= Accademia degli Infiammati =

The Accademia degli Infiammati ("Academy of the Burning Ones") was a short-lived but influential philosophical and literary academy in Padua, in northern Italy. It was founded in 1540 by Leone Orsini, and was dissolved somewhere between 1545 and 1550.

This academy should not be confused with another Accademia degli Infiammati which was established at Forlimpopoli in 1624 by Dominican friar Giovanni della Robbia.

The Paduan Academy's emblem featured Hercules on fire on Mount Oeta, with the motto Arso il mortale al ciel n’andrà l’eterno ("Burned being the Mortal, to Heaven will Ascend the Eternal"). Notable members and collaborators were Sperone Speroni, Benedetto Varchi, Pietro Aretino, Girolamo Preti, Luigi Alamanni, Ugolino Martelli, Alessandro Piccolomini, and Angelo Beolco (el Ruzante).

Some of the Academy's activities were conducted in Greek and Latin. However, the vulgar Venetian and Tuscan languages became prevalent after Speroni, a staunch defender of the vernacular, presided over the academy in 1542.
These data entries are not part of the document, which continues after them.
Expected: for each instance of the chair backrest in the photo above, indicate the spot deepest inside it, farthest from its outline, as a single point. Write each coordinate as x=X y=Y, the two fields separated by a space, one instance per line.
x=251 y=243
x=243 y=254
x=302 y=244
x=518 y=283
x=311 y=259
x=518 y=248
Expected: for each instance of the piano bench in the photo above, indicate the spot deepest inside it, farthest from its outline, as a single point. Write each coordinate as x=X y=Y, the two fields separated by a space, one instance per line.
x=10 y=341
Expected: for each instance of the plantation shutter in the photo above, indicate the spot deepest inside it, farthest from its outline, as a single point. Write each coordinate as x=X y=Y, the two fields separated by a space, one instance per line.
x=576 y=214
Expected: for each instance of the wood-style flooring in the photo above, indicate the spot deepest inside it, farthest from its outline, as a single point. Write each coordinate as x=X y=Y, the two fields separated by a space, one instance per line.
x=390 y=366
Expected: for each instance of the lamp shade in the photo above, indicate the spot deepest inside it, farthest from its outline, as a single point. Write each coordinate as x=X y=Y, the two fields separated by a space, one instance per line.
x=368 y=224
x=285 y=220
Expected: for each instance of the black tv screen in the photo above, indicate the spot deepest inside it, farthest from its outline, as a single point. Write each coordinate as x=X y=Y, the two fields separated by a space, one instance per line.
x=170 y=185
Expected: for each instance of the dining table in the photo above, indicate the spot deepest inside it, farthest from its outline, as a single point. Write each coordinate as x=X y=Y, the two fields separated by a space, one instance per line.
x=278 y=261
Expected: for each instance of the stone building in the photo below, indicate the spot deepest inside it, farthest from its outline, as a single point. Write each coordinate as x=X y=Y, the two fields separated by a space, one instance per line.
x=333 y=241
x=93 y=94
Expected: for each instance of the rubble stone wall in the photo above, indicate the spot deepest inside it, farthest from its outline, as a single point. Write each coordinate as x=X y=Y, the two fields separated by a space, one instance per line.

In this period the Academy promoted lectures (Lezioni) on vernacular poetry, such as on Bembo's sonnets Piansi e cantai l'aspra guerra and Verdeggi all'Apennin la fronte, e 'l petto, by Martelli, and on Forteguerri's sonnet Ora ten va superbo, or corre altero, by Piccolomini.

In 1540, Giovanni Mazzuoli da Strada founded at his home in Florence the Accademia degli Umidi ("Academy of the Wet Ones"). Originally meant to be just a parody of the newly created Paduan Academy, devoted to amateur and burlesque activities, it eventually became the respectable and prestigious Accademia Fiorentina.